ScienceDaily · https://www.sciencedaily.com/releases/2026/06/260614012006.htm
More than four in ten people now avoid the news. The cause looks less like apathy than overload, and a line from Jesus offers a far smaller assignment.
Don't be anxious for tomorrow, for tomorrow will be anxious for itself. Each day's own evil is sufficient.
Matthew 6:34
Something quietly strange is happening: more and more people are turning the news off. By one large survey, more than four in ten of us now avoid it, at least some of the time, the highest number on record. It is not that we stopped caring. It is that we cannot hold it. A psychologist put it plainly this week: the human brain was built to track threats in a village, and now it is handed every war, every disaster, every cruelty on the planet before breakfast. The wiring that once kept us alive mostly just exhausts us now.

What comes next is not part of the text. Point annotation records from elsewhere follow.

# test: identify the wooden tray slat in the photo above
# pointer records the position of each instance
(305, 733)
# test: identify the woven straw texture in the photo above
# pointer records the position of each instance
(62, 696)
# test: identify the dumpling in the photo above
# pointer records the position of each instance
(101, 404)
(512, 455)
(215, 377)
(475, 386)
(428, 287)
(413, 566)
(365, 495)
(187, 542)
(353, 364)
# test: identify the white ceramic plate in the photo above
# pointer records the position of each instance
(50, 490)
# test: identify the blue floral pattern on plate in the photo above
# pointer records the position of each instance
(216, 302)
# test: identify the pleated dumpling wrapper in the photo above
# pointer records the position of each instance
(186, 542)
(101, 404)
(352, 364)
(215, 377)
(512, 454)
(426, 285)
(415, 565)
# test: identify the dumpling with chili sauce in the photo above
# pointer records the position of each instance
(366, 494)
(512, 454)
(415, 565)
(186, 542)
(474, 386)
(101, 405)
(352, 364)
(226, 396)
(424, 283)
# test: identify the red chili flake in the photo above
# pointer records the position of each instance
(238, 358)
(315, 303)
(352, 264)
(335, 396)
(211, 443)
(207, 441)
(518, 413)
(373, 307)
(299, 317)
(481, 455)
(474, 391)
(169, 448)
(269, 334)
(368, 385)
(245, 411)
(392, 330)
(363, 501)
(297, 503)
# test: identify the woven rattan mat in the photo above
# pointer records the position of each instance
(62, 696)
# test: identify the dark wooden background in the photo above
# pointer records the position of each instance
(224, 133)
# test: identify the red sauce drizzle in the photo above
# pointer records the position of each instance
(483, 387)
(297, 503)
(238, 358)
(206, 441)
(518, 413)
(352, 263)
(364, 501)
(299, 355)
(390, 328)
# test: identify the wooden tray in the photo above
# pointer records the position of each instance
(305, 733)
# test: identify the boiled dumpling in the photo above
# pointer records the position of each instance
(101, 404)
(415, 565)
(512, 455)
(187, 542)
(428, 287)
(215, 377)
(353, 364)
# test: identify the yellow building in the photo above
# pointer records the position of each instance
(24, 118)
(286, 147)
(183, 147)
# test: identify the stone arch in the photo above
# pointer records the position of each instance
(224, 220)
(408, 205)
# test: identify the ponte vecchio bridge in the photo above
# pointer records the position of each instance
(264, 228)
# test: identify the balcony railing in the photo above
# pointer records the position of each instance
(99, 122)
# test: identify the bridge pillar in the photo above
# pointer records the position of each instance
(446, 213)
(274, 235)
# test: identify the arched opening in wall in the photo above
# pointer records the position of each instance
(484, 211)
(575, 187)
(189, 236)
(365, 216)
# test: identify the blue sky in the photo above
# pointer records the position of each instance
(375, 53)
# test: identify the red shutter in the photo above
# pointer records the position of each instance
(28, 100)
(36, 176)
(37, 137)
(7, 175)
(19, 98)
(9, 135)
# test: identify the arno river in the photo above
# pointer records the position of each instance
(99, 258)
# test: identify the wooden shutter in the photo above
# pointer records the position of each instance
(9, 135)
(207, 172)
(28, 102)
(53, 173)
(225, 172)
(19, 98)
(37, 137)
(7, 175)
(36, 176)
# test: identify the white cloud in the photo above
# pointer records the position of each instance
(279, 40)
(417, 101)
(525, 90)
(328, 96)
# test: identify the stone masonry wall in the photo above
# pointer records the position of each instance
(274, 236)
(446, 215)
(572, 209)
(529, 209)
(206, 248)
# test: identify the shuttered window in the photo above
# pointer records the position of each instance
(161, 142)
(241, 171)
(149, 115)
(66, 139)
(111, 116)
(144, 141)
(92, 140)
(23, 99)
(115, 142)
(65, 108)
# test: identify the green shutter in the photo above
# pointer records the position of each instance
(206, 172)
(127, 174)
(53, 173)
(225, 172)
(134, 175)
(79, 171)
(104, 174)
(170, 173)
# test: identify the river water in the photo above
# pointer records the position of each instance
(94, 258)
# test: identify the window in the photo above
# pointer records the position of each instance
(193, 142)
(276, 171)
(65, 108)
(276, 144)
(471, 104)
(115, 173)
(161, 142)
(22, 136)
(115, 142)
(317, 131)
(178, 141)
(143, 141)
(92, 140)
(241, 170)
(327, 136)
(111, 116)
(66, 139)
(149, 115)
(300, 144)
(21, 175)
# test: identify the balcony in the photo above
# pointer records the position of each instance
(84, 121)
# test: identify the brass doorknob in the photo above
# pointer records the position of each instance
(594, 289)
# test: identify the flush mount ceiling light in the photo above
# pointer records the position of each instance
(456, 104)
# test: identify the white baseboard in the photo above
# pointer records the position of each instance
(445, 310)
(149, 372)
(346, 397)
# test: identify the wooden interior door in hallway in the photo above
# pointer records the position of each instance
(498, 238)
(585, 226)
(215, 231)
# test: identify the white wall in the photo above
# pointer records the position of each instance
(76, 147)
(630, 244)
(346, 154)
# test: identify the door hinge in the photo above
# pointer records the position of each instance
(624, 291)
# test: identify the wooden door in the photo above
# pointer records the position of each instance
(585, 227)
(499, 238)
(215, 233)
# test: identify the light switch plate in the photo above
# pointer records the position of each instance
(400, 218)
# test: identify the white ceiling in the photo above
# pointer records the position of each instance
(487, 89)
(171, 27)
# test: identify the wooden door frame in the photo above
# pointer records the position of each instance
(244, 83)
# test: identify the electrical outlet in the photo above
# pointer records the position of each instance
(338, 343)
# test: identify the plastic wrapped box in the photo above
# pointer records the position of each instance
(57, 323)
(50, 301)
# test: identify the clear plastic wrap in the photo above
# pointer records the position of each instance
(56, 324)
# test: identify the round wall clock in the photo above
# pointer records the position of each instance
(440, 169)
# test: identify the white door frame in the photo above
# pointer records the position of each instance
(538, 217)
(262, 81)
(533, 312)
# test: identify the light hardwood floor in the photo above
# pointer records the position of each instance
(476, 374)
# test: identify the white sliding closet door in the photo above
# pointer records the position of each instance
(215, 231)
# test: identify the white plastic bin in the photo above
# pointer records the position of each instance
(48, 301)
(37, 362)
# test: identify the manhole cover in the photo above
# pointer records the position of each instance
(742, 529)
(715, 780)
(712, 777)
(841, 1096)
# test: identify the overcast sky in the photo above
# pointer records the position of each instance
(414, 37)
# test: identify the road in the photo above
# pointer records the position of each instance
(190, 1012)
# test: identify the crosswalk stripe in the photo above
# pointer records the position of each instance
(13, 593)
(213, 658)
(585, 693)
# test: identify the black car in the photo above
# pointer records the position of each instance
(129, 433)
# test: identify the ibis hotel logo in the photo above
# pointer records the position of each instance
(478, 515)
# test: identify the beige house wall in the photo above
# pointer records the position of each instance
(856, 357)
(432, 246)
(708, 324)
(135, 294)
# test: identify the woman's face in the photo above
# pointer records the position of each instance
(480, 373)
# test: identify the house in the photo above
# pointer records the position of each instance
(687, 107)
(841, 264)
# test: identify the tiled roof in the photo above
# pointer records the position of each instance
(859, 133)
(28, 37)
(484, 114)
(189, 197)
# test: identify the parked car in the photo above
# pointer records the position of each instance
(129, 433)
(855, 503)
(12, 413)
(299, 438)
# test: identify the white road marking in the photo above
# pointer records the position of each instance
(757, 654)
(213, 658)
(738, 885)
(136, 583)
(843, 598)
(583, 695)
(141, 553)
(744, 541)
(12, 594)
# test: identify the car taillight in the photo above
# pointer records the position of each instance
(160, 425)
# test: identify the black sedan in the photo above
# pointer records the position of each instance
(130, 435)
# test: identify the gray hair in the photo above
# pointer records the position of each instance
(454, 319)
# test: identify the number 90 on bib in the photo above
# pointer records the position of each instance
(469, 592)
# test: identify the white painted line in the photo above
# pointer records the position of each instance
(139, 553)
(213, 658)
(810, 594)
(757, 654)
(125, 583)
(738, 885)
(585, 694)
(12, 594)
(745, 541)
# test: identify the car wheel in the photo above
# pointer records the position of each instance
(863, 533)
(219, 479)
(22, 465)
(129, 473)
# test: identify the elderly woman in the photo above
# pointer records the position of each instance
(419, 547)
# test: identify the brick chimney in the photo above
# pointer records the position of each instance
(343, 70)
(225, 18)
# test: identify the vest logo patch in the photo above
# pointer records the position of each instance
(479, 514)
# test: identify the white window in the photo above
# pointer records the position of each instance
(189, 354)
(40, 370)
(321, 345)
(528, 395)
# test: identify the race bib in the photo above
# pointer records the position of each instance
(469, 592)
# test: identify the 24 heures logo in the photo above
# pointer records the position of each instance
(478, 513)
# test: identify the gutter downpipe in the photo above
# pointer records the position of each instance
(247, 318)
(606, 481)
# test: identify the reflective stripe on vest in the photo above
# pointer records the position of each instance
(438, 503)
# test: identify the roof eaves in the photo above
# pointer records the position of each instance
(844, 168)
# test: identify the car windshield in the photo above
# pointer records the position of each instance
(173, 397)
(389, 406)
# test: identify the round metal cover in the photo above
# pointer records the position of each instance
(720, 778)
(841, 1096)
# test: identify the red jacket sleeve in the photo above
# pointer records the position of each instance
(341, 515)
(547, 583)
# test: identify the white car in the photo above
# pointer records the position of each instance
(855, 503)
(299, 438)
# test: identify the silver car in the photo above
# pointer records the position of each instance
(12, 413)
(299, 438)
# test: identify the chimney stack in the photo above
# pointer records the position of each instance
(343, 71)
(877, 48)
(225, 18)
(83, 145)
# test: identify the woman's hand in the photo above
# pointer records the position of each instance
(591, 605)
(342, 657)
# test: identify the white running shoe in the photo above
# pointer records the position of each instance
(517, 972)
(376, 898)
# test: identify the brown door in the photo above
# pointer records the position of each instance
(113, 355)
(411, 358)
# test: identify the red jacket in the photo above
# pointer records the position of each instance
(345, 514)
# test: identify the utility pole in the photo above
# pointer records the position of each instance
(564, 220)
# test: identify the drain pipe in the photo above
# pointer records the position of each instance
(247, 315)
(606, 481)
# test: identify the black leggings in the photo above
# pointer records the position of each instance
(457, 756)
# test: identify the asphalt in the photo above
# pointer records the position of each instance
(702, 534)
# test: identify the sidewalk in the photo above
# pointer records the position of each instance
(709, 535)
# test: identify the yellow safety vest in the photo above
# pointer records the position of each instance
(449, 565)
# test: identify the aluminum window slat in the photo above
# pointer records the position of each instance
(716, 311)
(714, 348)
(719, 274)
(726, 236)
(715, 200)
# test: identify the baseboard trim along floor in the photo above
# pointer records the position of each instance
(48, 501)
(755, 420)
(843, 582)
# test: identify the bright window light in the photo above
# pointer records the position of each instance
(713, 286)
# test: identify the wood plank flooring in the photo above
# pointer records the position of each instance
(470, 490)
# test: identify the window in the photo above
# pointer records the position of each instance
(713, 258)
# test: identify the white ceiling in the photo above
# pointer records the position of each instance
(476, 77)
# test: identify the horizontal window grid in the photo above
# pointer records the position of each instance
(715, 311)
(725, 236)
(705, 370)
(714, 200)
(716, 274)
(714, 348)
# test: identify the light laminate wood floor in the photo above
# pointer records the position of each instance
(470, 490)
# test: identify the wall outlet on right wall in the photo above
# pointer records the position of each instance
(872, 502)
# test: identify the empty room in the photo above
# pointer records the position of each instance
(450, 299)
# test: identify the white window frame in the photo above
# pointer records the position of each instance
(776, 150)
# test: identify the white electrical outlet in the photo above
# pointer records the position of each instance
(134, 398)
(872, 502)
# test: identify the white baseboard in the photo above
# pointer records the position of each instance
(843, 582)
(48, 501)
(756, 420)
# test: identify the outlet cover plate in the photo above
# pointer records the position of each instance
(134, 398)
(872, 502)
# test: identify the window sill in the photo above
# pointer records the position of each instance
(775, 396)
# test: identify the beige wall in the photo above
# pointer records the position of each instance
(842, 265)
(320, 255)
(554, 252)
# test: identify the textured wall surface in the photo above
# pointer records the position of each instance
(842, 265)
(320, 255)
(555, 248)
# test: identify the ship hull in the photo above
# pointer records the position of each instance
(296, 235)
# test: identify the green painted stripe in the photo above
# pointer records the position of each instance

There is a line from Jesus that sounds almost too small for a problem this size, until you sit with it. In the Sermon on the Mount he tells a worried crowd to let tomorrow look after itself, and adds a strange little mercy: each day has enough trouble of its own. The line is about size. You were only ever asked to carry one day's weight at a time, and tomorrow's troubles can wait for tomorrow to be carried.
That is permission most of us never give ourselves. The grief of the whole world, all at once, was never your assignment. Today's trouble is your share, and it turns out that is allowed to be enough.
None of this is a case for looking away. The point was never to care less, and the psychologist behind the research is blunt that switching the news off completely is its own kind of failure, because a society still needs people who know what is happening.
Caring and carrying are different things, though. You can love a world you are unable to hold all at once. You can probably only love it well once you stop trying, because the person actually in front of you needs a heart that is not already underwater. The whole earth's grief was God's to carry. The piece of it within your reach today is yours, and that piece is the only one you were ever going to be able to lift.